Reparé cuando escuché, al fondo, a mi madre:
Sí, Julia –dijo-, puedes volver mañana. 

Fue la primera vez que escuché su nombre, antes sólo había sido "la señorita", "la niña", "la muchacha"

Y Julia dijo que sí, que mañana a las siete volvía a aprender la cerería nuevamente. 
Me asomé, igual que siempre, tímido, sin decir ni una palabra. Y la vi salir y llevarse con ella mi pudor cobarde –porque sonreía al darse cuenta de que yo salía para despedirla, sin despedirla en realidad-.

Mamá cerró la puerta, puso la tranca y me aventó una despedida impersonal, después fue a su dormitorio. Yo volví a mi trinchera de fuego autoconsumado, pensando en ella, por supuesto, y en las situaciones menos elegantes, deformándola al gusto, guisándola a las brasas de mi imaginación retorcida, 
Y entre la pasión que me volaba con la mente escuché su voz viniendo desde la mesa de trabajo en la sala. Sí… era ella: nítida, inconfundible, serena. 

Ven –me dijo-, ven aquí. 

Me incorporé y acudí en el acto. Ahí estaba ella, jugando con la eterna venda negra de la mano izquierda. 
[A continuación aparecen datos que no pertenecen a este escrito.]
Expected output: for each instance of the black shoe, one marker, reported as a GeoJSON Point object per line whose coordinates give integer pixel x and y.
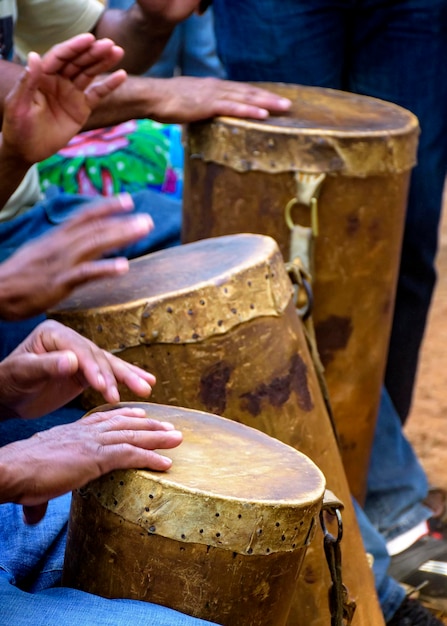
{"type": "Point", "coordinates": [412, 613]}
{"type": "Point", "coordinates": [424, 566]}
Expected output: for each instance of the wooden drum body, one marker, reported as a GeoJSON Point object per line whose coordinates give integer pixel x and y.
{"type": "Point", "coordinates": [216, 323]}
{"type": "Point", "coordinates": [353, 155]}
{"type": "Point", "coordinates": [220, 536]}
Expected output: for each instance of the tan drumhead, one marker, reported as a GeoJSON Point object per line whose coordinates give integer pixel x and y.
{"type": "Point", "coordinates": [326, 130]}
{"type": "Point", "coordinates": [229, 486]}
{"type": "Point", "coordinates": [182, 294]}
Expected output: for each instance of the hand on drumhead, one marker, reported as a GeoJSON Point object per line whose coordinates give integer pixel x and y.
{"type": "Point", "coordinates": [54, 364]}
{"type": "Point", "coordinates": [55, 461]}
{"type": "Point", "coordinates": [187, 99]}
{"type": "Point", "coordinates": [45, 270]}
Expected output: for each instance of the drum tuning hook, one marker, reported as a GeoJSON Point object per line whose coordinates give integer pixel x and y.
{"type": "Point", "coordinates": [303, 290]}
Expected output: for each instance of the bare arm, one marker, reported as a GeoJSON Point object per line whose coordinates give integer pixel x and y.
{"type": "Point", "coordinates": [45, 270]}
{"type": "Point", "coordinates": [53, 462]}
{"type": "Point", "coordinates": [144, 29]}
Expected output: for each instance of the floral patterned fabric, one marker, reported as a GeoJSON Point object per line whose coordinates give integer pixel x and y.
{"type": "Point", "coordinates": [135, 155]}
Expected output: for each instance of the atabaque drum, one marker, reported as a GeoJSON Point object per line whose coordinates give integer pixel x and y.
{"type": "Point", "coordinates": [328, 181]}
{"type": "Point", "coordinates": [216, 322]}
{"type": "Point", "coordinates": [221, 535]}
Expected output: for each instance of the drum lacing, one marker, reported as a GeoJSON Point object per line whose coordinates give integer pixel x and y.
{"type": "Point", "coordinates": [341, 607]}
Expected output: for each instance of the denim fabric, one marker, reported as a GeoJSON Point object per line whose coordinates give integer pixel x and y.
{"type": "Point", "coordinates": [397, 484]}
{"type": "Point", "coordinates": [394, 50]}
{"type": "Point", "coordinates": [390, 594]}
{"type": "Point", "coordinates": [31, 562]}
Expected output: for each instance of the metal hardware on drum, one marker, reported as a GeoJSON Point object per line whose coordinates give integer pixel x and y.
{"type": "Point", "coordinates": [215, 321]}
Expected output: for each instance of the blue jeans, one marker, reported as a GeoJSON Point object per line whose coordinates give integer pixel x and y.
{"type": "Point", "coordinates": [165, 210]}
{"type": "Point", "coordinates": [31, 561]}
{"type": "Point", "coordinates": [395, 51]}
{"type": "Point", "coordinates": [191, 49]}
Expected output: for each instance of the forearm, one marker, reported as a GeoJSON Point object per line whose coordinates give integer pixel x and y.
{"type": "Point", "coordinates": [10, 74]}
{"type": "Point", "coordinates": [11, 487]}
{"type": "Point", "coordinates": [142, 38]}
{"type": "Point", "coordinates": [12, 172]}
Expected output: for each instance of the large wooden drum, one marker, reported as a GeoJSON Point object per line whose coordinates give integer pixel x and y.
{"type": "Point", "coordinates": [220, 536]}
{"type": "Point", "coordinates": [215, 321]}
{"type": "Point", "coordinates": [338, 165]}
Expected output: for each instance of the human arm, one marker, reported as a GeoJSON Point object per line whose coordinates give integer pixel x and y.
{"type": "Point", "coordinates": [54, 364]}
{"type": "Point", "coordinates": [53, 462]}
{"type": "Point", "coordinates": [185, 99]}
{"type": "Point", "coordinates": [144, 29]}
{"type": "Point", "coordinates": [50, 102]}
{"type": "Point", "coordinates": [45, 270]}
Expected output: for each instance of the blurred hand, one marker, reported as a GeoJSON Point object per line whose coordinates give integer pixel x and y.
{"type": "Point", "coordinates": [45, 270]}
{"type": "Point", "coordinates": [55, 97]}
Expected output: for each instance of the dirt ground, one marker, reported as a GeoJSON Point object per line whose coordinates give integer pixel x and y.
{"type": "Point", "coordinates": [427, 424]}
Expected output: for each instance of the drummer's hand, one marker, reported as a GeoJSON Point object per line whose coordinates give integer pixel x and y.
{"type": "Point", "coordinates": [54, 364]}
{"type": "Point", "coordinates": [187, 99]}
{"type": "Point", "coordinates": [53, 462]}
{"type": "Point", "coordinates": [54, 97]}
{"type": "Point", "coordinates": [45, 270]}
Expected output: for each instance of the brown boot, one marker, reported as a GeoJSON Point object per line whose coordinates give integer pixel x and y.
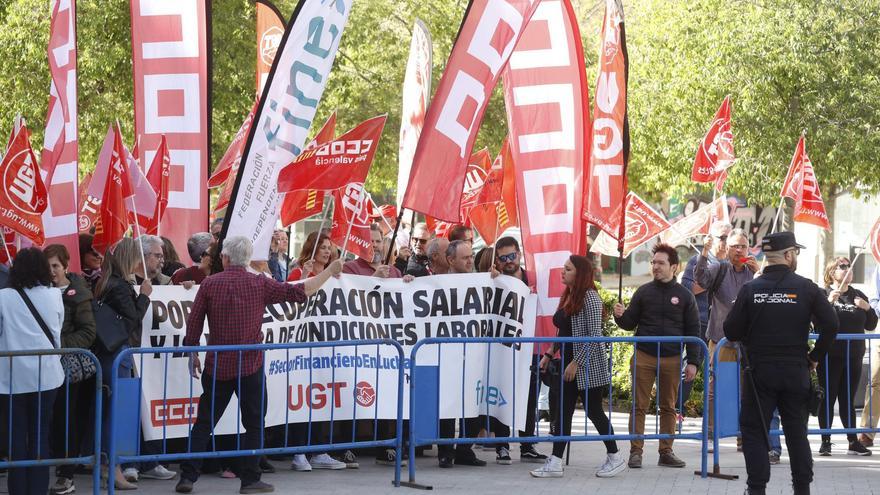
{"type": "Point", "coordinates": [669, 459]}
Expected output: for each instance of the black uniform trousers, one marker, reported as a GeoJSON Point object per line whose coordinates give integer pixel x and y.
{"type": "Point", "coordinates": [786, 386]}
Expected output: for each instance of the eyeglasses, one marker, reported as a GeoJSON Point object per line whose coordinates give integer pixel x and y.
{"type": "Point", "coordinates": [508, 258]}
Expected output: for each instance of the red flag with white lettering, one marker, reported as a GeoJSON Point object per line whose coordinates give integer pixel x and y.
{"type": "Point", "coordinates": [606, 182]}
{"type": "Point", "coordinates": [88, 206]}
{"type": "Point", "coordinates": [113, 218]}
{"type": "Point", "coordinates": [170, 55]}
{"type": "Point", "coordinates": [158, 175]}
{"type": "Point", "coordinates": [349, 207]}
{"type": "Point", "coordinates": [60, 155]}
{"type": "Point", "coordinates": [643, 223]}
{"type": "Point", "coordinates": [547, 99]}
{"type": "Point", "coordinates": [485, 41]}
{"type": "Point", "coordinates": [333, 165]}
{"type": "Point", "coordinates": [24, 197]}
{"type": "Point", "coordinates": [808, 204]}
{"type": "Point", "coordinates": [715, 153]}
{"type": "Point", "coordinates": [875, 240]}
{"type": "Point", "coordinates": [299, 205]}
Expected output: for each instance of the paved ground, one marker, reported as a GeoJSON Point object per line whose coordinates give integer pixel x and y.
{"type": "Point", "coordinates": [838, 474]}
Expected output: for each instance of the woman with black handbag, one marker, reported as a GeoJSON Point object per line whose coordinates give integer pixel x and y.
{"type": "Point", "coordinates": [77, 331]}
{"type": "Point", "coordinates": [28, 385]}
{"type": "Point", "coordinates": [115, 292]}
{"type": "Point", "coordinates": [841, 370]}
{"type": "Point", "coordinates": [586, 373]}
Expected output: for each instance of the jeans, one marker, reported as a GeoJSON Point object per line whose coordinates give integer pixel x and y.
{"type": "Point", "coordinates": [31, 419]}
{"type": "Point", "coordinates": [251, 399]}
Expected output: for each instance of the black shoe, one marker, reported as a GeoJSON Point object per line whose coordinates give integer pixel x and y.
{"type": "Point", "coordinates": [257, 487]}
{"type": "Point", "coordinates": [470, 461]}
{"type": "Point", "coordinates": [532, 455]}
{"type": "Point", "coordinates": [856, 448]}
{"type": "Point", "coordinates": [266, 466]}
{"type": "Point", "coordinates": [183, 485]}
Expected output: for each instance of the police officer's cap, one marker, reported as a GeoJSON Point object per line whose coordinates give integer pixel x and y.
{"type": "Point", "coordinates": [779, 241]}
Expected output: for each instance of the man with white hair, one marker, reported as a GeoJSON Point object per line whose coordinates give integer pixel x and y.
{"type": "Point", "coordinates": [233, 301]}
{"type": "Point", "coordinates": [154, 257]}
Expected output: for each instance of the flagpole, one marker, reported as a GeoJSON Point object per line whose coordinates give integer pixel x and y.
{"type": "Point", "coordinates": [778, 213]}
{"type": "Point", "coordinates": [137, 229]}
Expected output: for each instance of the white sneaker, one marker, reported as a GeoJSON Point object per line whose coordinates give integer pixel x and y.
{"type": "Point", "coordinates": [551, 469]}
{"type": "Point", "coordinates": [324, 461]}
{"type": "Point", "coordinates": [159, 472]}
{"type": "Point", "coordinates": [614, 464]}
{"type": "Point", "coordinates": [130, 475]}
{"type": "Point", "coordinates": [300, 463]}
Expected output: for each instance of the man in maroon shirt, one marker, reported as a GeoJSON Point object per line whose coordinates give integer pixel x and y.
{"type": "Point", "coordinates": [233, 302]}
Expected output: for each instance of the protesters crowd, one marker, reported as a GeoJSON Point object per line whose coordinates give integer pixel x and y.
{"type": "Point", "coordinates": [45, 305]}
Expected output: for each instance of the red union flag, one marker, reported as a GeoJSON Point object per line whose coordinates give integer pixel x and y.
{"type": "Point", "coordinates": [270, 30]}
{"type": "Point", "coordinates": [875, 240]}
{"type": "Point", "coordinates": [715, 153]}
{"type": "Point", "coordinates": [349, 207]}
{"type": "Point", "coordinates": [490, 31]}
{"type": "Point", "coordinates": [476, 174]}
{"type": "Point", "coordinates": [334, 164]}
{"type": "Point", "coordinates": [170, 55]}
{"type": "Point", "coordinates": [299, 205]}
{"type": "Point", "coordinates": [60, 144]}
{"type": "Point", "coordinates": [801, 181]}
{"type": "Point", "coordinates": [643, 223]}
{"type": "Point", "coordinates": [24, 197]}
{"type": "Point", "coordinates": [157, 176]}
{"type": "Point", "coordinates": [609, 155]}
{"type": "Point", "coordinates": [547, 100]}
{"type": "Point", "coordinates": [696, 223]}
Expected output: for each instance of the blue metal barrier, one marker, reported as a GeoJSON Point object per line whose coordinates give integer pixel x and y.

Te vi salir –dije, temblando.

No puedo irme si no quitas lo que pusiste –sentenció con un tono serio, pero reconfortante-.

Sentí un alivio inmenso, porque al fin lo había comprobado. 

No lo creí posible –le dije-, pero no me importa. 

Quité el alfiler que había clavado en el respaldo de su silla, y entonces ella pudo, al fin, levantarse. Me dio un beso de despedida, más en la comisura de los labios que en la mejilla.

Todo lo que piensas –susurró riéndose-, puedo sentirlo. Todo.

Me dejo ahí, inamovible, cociéndome en mi propio sudor. Un sudor frío y abrasador al mismo tiempo. Retiró la tranca y se marchó.

Al otro día, mi amiga, la gitana, preguntó qué había sido.

Nada –le conté-. Puse el alfiler en la silla, pero ella se levantó y anduvo por la casa todo el rato. Eso de que es bruja son habladurías. Podemos vivir tranquilos.